6. Now we wish to avoid laying down any hard and fast rules regarding the necessity of corroboration in the case of retracted confessions. But apart from any general rule of prudence, the circumstances indicated above are sufficient to require corroboration in this particular case.
7. There are other circumstances also which throw doubt on the case. P. Ws. 1 and 5 say that they told their employer Arunachala Chettiar about the murder within a few minutes of its occurrence but were told by him to mind their own business. That is somewhat unnatural conduct but this witness would have been an important witness to corroborate the truth of their story at any rate to that extent. He has not been called.
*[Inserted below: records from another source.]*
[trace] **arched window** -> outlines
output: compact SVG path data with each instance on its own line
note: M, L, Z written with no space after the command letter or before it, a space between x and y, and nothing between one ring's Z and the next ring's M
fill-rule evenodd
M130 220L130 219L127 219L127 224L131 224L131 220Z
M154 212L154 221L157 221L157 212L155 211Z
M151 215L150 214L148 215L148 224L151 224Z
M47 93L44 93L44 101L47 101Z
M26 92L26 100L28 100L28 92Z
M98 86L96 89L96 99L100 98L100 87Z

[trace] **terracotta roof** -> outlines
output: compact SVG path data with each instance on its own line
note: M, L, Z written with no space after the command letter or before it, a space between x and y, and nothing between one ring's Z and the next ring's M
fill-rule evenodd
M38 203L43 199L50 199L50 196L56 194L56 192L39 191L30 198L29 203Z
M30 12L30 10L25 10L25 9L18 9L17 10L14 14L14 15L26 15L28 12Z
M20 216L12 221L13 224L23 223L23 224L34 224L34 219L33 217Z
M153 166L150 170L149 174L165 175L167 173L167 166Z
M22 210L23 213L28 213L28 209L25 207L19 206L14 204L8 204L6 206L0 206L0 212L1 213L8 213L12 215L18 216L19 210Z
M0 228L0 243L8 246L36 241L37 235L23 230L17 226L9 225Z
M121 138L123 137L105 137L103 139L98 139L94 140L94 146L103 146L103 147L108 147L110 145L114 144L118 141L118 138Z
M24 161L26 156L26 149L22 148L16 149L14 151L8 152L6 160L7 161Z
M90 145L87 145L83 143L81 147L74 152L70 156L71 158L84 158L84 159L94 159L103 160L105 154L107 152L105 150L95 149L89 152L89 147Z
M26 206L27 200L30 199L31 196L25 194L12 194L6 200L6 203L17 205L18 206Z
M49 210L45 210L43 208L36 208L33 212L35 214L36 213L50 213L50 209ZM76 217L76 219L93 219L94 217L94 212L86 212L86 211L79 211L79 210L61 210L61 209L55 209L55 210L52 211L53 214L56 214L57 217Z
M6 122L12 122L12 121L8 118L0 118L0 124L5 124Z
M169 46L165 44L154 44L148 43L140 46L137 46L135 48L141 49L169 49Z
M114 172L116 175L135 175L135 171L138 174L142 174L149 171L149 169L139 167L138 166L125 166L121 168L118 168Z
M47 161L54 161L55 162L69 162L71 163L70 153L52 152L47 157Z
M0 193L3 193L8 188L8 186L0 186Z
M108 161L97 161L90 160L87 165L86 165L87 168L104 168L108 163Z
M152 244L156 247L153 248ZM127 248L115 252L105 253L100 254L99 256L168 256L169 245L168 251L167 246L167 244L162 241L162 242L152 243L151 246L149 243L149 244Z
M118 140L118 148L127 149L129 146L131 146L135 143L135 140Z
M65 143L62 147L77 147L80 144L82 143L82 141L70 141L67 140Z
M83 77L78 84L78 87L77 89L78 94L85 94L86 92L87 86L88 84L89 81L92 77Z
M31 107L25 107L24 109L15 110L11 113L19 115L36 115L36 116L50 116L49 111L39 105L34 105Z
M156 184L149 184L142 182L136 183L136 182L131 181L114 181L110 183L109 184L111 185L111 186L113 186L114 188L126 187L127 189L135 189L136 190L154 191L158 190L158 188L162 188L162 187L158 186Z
So also the man who first saw the occurrence, namely Ghani, has not been called.
8. The only reason the High Court give for accepting the confession is because the learned Judges considered there was intrinsic material to indicate its genuineness. But the only feature the learned Judges specify is that it contains a wealth of detail which could not have been invented. But the point overlooked is that none of this detail has been tested. The confession is a long and rambling one which could have been invented by an agile mind or pieced together after tutoring. What would have been difficult is to have set out a true set of facts in that manner. But unless the main features of the story are shown to be true, it is, in our opinion, unsafe to regard mere wealth of uncorroborated detail as a safeguard of truth.
9. For the reasons given above, we allow the appeal, set aside the conviction and acquit the appellant.